Chelsea’s Christian Pulisic: ‘I want to be on the pitch. I enjoy this club a lot’

American probably faces tough summer decisions but his focus is on the FA Cup final and making this ‘a pretty successful season’

Which direction is Christian Pulisic going in? For most of his career, it was a question that preoccupied opposition defenders; more recently, it is one Pulisic has perhaps begun to ask himself. Pulisic is 23 years old, a player of rare poise and skill, by common consent the greatest male footballer to come out of the United States. Back home his face is used to sell energy drinks, computer games, burritos and peanut butter chocolates. The path to stardom has been blazed and beaten with an inexorable momentum. Now he’s here, a Champions League winner at one of the biggest clubs in the world. And yet.
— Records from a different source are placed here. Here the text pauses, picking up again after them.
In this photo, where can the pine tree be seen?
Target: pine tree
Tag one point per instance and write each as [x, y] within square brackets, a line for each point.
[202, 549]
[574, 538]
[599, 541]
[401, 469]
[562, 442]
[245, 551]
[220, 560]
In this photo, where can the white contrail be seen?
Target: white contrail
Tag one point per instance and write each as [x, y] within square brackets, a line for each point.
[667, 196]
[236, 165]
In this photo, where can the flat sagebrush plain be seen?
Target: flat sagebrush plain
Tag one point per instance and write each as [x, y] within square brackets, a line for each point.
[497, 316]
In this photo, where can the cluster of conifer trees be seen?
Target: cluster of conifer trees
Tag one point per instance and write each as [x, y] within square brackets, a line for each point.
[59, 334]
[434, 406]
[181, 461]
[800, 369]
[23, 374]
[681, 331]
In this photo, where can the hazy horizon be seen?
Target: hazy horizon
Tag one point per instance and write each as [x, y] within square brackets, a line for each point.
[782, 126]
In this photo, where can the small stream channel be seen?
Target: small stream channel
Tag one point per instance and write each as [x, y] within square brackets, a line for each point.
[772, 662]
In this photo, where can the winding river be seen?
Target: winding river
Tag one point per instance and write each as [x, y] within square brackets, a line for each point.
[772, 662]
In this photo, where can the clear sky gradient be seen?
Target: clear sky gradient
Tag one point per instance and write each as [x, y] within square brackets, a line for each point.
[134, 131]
Pulisic has started only 12 league games this season. A few days before this interview his father, Mark, went on Twitter to express – and then quickly retract – his disappointment at his son’s treatment at Chelsea. The FA Cup semi-final, the Club World Cup final, the Champions League second leg against Real Madrid: Pulisic was left on the bench each time. “The sad thing is he loves this club, teammates, and London,” Pulisic senior wrote. “Puts his heart and soul into being a pro. Onwards and upwards my boy ... big six months ahead.”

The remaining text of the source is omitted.